Most Net denizens know that privacy is hard to maintain on the Web. The issue takes on a creative bent though, when New York City's Peculiar Works Project plays with it.
The avant-garde theater company's latest project, Privileged & Confidential, examines the limitations of privacy in a technical world. Technology is both the subject and the prop, and cyberspace is the performance venue.
By utilizing PCs, video conferencing hardware and software, and ISDN lines, the play's anonymous playwright (who uses the pen name S.H. Dale) and producer Ralph Lewis intend for technology to serve as an underlying theme rather just as a means of presentation.
"Basically, we want people to confront their responsibility to protect themselves and others in terms of releasing information," said Lewis.
The script of Privileged & Confidential consists of text taken from real-life legal depositions and telephone transcripts. Some of the script was appropriated from what Dale photocopied while working a day job as a freelance legal assistant.
A majority of the text was downloaded from online postings of 911 telephone transcripts. The result is a nonlinear whodunit that involves a US$12.5 million financial deal gone sour and an investigation into alleged sexual misconduct at a multinational corporation.
"We want [the audience] to see how it's so easy for privileged information to become public. Think of how quickly information makes it onto the Web, potentially for millions to see," said Lewis.
Lewis declines to reveal more of the plot before opening night.
Lewis and Dale want to provoke their audience's paranoia about timely privacy issues spurred by the rapid acquisition and dissemination of information via the Web and other technologies. They do this partly by keeping the audience constantly aware of the equipment used, from cameras to computer workstations. It's all in plain view, as if they are set props.
"We put this piece together with technology in mind," said Lewis. "We're not trying to hide it." Privileged & Confidential will be presented Friday as a one-night-only event during the three-day Regional Alternative Theatre (RAT) conference in Los Angeles, which runs through 25 July. Five actors in New York City will videoconference with four actors in Los Angeles using an ISDN connection, on the concept that the performance is solely taking place in cyberspace, rather than at a particular physical venue.
The conversations between the actors are to be projected on large screens at both live sites. The actors are directed to respond to what they see on screen. Music, recorded on CD-ROMs, is played from PCs in both locations as a soundtrack.
The presentation of Privileged amp; Confidential is only open to attendees of the RAT conference. The performance is intended as a preview for future public presentations that, according to Lewis, will also utilize avatars, animation, and chat spaces incorporating dialogue from the play.

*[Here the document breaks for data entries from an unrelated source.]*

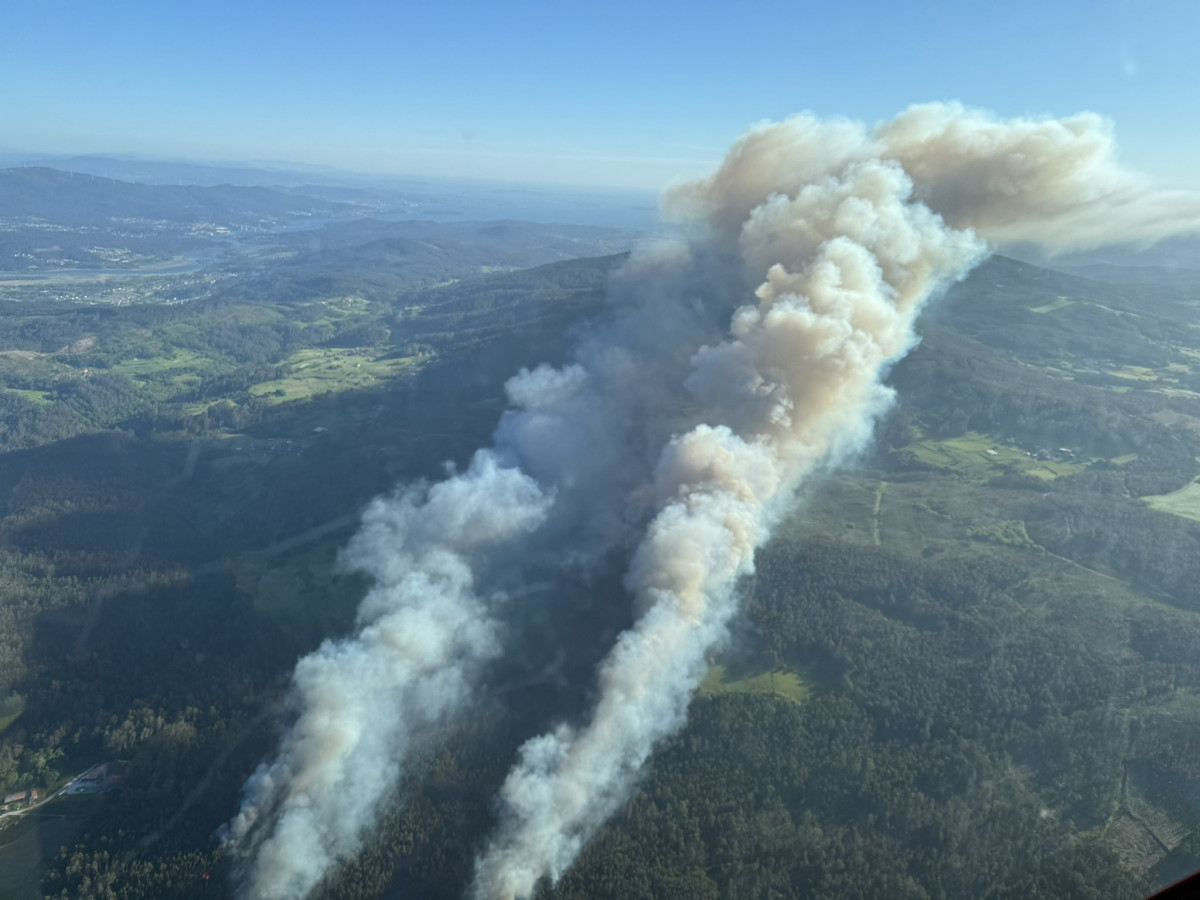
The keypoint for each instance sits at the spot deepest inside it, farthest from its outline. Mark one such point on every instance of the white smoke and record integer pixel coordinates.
(847, 232)
(366, 703)
(681, 433)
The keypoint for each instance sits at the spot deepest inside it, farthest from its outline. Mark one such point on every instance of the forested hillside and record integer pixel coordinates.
(969, 666)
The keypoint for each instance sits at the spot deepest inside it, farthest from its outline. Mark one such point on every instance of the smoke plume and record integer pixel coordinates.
(736, 366)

The first public performance, which Lewis said will be open to online viewers as well, is tentatively planned in about six months.
"New technology is just getting introduced into the theater world's process of presentation versus their process of creation," said Cheryl Faver, the co-director of the Gertrude Stein Repertory Theater, site of the New York portion of the performance. "But what distinguishes Peculiar Works is that they are actively producing work that considers new media as tools rather than as ways to achieve special effects."
Indeed, avid followers of "high tech" theater may recall 3-D computer graphics used as show-stopping visual devices in ongoing productions by San Francisco's George Coates Performance Works and in the latest Philip Glass opera, Monsters of Grace. And Douglas Davis, a New York City performance and Web artist, has incorporated streaming video into his production of his theater piece, This is Terrible Beauty, which has been touring internationally over the past year. In this work, a character in a remote location engages in a conversation, via the Internet, with Davis, seen onstage.
According to Lewis, the crew behind Private & Confidential carefully studied how other theater performers and producers use new technologies to decide what fresh approaches they could bring to the theater experience. Lewis cited the Web sites of Performance Channel and Franklin Furnace as inspiration. Both venues regularly stream live, cutting-edge theatrical pieces to online audiences.
John Reaves, a co-director of the Gertrude Stein Reperatory Theater, sees such uses of new media in a theater context as a growing trend.
"It's only natural that theater producers and performers are now requiring computer technology as components in their works," said Reaves. "It makes sense, because they have to take into account how their society communicates in order to be truly timely."